How does citizen science support your research?
Today, we live at a time when environmental stressors on the heath of an ecosystem are changing at an unprecedented rate. The only way that we can begin to understand the effects these stressors are having on ecosystems is by collecting long-term baseline data that will allow us to see trends indicating ecosystem change. Citizen science support will play a critical role in the collection of this data, and thereby allow a more complete understanding of the long-term ecosystem changes.
What do you enjoy most/what is most interesting about researching marine coastal ecosystems on Catalina Island?
To me, the most interesting part of doing marine coastal ecosystems research at the Wrigley Marine Science Center on Catalina Island is the huge diversity of research that is going on. It is an unbelievable opportunity as a marine microbiologist to be able to talk and rub elbows with scientists working on everything from robotics, to sex-changing fish, eels, sharks, and even light pollution and the archeology of the native people.
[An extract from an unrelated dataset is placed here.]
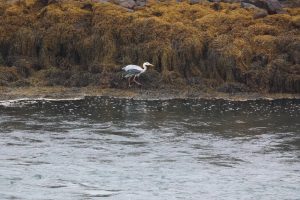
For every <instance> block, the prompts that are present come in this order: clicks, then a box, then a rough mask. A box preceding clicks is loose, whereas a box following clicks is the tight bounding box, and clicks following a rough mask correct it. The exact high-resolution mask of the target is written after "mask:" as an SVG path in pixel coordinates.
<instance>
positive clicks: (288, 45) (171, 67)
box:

Almost all the big breakthroughs in science happen when people look at problems from different perspectives and the WMSC is a great place to just learn about other peoples’ science.
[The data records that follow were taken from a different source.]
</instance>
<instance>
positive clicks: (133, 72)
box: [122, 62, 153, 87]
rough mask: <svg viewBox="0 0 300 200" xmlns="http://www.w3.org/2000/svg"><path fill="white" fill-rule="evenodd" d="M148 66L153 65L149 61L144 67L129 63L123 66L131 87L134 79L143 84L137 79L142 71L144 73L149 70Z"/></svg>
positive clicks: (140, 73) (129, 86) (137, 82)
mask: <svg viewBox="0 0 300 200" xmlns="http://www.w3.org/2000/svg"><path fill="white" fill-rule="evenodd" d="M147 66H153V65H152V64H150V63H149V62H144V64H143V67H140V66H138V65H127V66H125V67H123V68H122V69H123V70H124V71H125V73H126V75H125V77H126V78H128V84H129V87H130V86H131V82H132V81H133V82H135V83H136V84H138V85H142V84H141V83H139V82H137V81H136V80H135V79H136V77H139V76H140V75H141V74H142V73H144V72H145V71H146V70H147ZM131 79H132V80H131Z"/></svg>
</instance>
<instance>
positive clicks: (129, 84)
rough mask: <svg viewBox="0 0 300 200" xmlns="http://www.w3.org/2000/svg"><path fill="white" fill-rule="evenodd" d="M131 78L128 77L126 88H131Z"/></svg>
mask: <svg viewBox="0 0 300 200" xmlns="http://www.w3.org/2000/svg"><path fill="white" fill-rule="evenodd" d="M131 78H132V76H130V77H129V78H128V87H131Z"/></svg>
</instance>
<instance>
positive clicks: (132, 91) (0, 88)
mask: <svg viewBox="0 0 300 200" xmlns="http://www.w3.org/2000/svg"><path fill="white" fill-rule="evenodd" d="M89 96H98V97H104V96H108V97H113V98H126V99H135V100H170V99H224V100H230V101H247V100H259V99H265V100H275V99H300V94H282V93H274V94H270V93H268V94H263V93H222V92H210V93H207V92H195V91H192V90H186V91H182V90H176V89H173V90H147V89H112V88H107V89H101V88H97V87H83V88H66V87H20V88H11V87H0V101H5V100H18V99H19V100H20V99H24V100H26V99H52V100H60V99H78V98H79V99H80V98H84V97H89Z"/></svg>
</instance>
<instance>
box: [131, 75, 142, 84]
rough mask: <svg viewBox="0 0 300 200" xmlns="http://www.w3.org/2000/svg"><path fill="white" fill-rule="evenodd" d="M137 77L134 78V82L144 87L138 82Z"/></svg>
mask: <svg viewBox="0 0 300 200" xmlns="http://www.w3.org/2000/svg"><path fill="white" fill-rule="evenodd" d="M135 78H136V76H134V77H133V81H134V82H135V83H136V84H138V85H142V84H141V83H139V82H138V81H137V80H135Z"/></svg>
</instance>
What is one of your favorite moments in the field?
I got the opportunity to dive in the Deep Submergence Vessel, Alvin. Being able to go 1,800 meters below the sea surface is truly a unique and awe-inspiring field opportunity. We were on the Eastern flank of the northern Juan de Fuca Ridge off the coast of Washington where there are hydrothermal vents. There are very few field experiences that can compete with spending a day over a mile deep in the ocean.